The company disclosed in its newly released annual results for year ending December 2017 that it now has $44.8 billion of tax losses available to offset against future profit, subject to agreement by the tax commissioner.
Flow is yet to respond to requests for comment, but has noted in its earnings report that tax losses “are not subject to expiration, but may only be utilised to the extent of 50 per cent of each year’s taxable profits”. The Financial Gleaner was unable to find any comparable cases of such a massive tax cushion.
One of the experts polled for this story said Flow could utilise the taxation losses to avoid higher taxes in the future, but noted that with its heavy non-cash charges over the years, the telecoms is unlikely to enter a sustained period of profits. Another expert disagree, saying the telecoms would likely start utilising the tax losses this year, because of savings on interest rates and a rise in its annual revenues.
Flow noted in its earnings report that the Tax Commissioner and Tax Administration Jamaica would guide how the tax losses are used.
In its financial year ending December 2017, Flow Jamaica made an operating profit of $5.02 billion, but it was all consumed by $5 billion of debt financing charges on loans owed to CWC entities.
Amid its disclosure of the multibillion-dollar tax cushion, the company paid corporate income taxes of $245 million for the year, which helped to push it further into red. The resulting net losses of $383 million totally erased the $261 million profit reported by the telecoms for 2016.
Revenue, however, was a bright spot for the telecoms – rising nine per cent from $25 billion to $27 billion, primarily due to growth in the mobile segment.

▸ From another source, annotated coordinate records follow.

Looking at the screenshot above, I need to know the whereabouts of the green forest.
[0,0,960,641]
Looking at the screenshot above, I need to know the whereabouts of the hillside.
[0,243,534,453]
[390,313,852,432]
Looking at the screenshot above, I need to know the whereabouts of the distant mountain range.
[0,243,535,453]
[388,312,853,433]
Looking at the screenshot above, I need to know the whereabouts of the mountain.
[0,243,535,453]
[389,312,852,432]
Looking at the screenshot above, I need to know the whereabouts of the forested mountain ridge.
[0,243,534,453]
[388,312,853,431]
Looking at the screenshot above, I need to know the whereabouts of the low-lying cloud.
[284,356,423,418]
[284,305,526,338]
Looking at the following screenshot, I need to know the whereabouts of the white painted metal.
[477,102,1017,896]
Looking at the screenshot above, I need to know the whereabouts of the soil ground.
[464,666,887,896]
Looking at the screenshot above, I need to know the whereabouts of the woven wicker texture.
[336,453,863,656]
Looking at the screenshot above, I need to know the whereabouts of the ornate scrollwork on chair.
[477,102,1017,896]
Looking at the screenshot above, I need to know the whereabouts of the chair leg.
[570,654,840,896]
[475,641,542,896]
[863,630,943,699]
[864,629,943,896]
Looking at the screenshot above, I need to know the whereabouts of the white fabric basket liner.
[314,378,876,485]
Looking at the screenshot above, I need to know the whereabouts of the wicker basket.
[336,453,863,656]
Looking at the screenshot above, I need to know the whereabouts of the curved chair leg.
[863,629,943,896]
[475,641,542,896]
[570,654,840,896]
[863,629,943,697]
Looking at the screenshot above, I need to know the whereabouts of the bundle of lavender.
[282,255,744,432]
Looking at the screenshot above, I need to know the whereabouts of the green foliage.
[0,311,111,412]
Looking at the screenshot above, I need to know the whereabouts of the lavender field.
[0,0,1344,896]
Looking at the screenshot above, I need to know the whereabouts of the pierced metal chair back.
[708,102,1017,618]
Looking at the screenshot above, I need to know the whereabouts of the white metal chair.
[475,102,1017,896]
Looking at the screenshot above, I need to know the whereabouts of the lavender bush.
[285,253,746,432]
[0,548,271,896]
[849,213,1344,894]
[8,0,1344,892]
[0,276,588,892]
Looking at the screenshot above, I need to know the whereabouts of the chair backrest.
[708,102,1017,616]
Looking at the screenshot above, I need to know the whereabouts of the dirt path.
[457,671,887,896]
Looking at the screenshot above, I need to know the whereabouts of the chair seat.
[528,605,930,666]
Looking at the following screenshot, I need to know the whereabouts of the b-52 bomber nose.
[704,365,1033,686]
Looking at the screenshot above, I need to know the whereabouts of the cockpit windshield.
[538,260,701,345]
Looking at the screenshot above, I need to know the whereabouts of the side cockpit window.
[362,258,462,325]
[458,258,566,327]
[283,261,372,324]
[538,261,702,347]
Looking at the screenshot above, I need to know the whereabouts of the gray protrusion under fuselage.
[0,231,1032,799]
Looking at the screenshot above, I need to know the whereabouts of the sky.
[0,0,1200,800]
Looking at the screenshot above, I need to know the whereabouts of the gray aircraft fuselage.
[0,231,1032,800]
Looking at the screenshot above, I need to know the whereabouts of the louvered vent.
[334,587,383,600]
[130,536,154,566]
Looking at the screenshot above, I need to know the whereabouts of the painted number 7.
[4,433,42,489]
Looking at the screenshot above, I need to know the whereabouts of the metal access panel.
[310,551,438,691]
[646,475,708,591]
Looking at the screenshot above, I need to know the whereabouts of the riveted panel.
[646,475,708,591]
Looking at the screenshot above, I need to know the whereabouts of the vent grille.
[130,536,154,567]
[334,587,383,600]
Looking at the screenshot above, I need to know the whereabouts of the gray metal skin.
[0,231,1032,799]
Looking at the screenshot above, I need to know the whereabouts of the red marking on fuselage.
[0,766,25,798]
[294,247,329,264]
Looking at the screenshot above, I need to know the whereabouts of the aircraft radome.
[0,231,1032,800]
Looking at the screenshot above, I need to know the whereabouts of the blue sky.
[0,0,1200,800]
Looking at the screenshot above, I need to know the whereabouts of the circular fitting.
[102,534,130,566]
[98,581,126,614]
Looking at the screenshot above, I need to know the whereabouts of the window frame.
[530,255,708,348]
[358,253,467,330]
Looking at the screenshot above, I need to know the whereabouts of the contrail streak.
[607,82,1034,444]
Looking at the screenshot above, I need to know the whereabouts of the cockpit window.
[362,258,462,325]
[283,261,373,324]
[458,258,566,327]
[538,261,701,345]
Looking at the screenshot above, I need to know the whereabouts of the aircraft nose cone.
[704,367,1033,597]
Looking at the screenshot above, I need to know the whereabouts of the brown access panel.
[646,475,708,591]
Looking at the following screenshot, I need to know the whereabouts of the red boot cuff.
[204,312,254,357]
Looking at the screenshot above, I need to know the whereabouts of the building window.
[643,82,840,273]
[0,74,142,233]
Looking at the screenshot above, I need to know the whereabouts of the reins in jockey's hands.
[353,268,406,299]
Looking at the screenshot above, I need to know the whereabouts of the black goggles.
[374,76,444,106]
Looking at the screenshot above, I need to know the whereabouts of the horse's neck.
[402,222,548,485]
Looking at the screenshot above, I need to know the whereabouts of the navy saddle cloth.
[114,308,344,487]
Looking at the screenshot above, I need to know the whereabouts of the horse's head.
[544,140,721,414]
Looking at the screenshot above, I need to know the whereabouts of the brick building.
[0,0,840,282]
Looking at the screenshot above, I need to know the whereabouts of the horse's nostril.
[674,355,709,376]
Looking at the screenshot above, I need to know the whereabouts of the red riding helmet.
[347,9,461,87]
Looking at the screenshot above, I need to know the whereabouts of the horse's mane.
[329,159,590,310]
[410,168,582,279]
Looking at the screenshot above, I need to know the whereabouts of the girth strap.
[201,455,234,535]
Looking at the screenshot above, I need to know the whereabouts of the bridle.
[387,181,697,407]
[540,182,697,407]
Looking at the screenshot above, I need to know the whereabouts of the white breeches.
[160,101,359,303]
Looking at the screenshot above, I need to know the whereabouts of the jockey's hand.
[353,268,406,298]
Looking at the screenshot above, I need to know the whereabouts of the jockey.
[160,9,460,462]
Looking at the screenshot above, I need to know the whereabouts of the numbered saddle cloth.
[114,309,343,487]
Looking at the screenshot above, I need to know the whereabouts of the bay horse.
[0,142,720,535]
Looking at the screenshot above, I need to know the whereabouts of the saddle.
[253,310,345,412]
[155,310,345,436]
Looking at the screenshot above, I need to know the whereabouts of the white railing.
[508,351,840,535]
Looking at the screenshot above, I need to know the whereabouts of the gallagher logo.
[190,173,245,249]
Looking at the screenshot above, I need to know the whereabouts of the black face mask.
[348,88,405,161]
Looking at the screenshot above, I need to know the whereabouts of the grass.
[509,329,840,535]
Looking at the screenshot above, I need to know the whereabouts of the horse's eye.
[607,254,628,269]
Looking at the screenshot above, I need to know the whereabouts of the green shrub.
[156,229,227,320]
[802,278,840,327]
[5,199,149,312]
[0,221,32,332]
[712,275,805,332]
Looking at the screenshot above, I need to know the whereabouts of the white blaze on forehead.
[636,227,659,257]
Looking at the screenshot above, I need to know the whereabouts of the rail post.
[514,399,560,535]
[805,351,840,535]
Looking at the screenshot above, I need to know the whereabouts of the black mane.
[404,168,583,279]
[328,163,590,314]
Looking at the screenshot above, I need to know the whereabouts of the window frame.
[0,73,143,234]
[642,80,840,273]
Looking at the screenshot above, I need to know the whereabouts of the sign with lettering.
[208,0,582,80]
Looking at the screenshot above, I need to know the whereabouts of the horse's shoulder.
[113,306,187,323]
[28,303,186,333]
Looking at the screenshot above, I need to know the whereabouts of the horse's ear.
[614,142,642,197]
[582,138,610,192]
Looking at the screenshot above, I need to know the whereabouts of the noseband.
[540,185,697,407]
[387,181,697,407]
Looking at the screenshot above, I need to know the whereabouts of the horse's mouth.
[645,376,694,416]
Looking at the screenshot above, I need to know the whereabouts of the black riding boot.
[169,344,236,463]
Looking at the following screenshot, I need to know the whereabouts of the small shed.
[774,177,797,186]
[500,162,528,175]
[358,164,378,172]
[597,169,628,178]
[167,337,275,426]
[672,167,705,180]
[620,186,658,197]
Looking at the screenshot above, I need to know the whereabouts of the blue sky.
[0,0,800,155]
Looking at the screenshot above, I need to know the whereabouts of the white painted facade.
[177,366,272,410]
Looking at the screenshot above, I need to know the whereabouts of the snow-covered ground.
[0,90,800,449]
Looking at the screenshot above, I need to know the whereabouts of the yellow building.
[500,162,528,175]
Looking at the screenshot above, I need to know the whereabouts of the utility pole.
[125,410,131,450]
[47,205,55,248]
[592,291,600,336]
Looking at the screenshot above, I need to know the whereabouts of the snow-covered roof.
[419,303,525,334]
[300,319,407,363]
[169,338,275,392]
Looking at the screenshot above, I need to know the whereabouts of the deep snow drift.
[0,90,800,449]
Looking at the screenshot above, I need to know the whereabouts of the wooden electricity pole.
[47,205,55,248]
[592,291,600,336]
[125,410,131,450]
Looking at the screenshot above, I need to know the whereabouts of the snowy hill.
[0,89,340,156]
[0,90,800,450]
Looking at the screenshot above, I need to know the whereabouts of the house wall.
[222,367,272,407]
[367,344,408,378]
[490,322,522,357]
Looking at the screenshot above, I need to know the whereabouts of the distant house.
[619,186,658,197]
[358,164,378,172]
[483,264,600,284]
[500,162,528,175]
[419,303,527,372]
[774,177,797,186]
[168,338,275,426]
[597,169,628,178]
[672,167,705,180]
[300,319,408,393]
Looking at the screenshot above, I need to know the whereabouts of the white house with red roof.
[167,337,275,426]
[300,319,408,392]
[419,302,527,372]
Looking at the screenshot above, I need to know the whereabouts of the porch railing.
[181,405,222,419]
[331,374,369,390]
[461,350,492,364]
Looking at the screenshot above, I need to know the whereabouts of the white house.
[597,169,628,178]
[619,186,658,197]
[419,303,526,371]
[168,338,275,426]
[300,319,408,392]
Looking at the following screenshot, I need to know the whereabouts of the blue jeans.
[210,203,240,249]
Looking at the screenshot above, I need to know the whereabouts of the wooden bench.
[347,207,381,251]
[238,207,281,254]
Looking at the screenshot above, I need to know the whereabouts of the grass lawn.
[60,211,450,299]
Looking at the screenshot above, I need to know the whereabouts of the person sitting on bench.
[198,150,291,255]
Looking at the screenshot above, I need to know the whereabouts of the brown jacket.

During the year, Flow initiated three measures to further its long-term goal of becoming the ‘market leader’: expanding its fixed line coverage to remote rural communities; restoring areas with vandalised infrastructure; and increasing Internet speeds on mobile and fixed networks.
“Consequently, we welcomed thousands of new customers to our network, driving total revenue growth of 9.0 per cent …,” said Managing Director Stephen Price, while particularly citing revenue growth of 18 per cent for mobile and 11 per cent for broadband, in his statement prefacing the financials.
Mobile earned $14.9 billion; broadband and video, at $3.1 billion; fixed voice, $5.4 billion; and managed services, $3.6 billion.
The 2017 financials are likely to be the last set publicly released by the telecoms, assuming it follows through on plans to delist the stock after the buyout of minority holdings at $1.45 per share through CWC Cala Holdings.
Trading of the CWJ shares were suspended on Monday, March 5 to March 22, to allow for the transfer of shares tendered in the offer for three billion shares, which closed February 28. The company is yet to disclose the size of the take-up.
Prior to the bid, CWC controlled 82 per cent of Cable & Wireless Jamaica.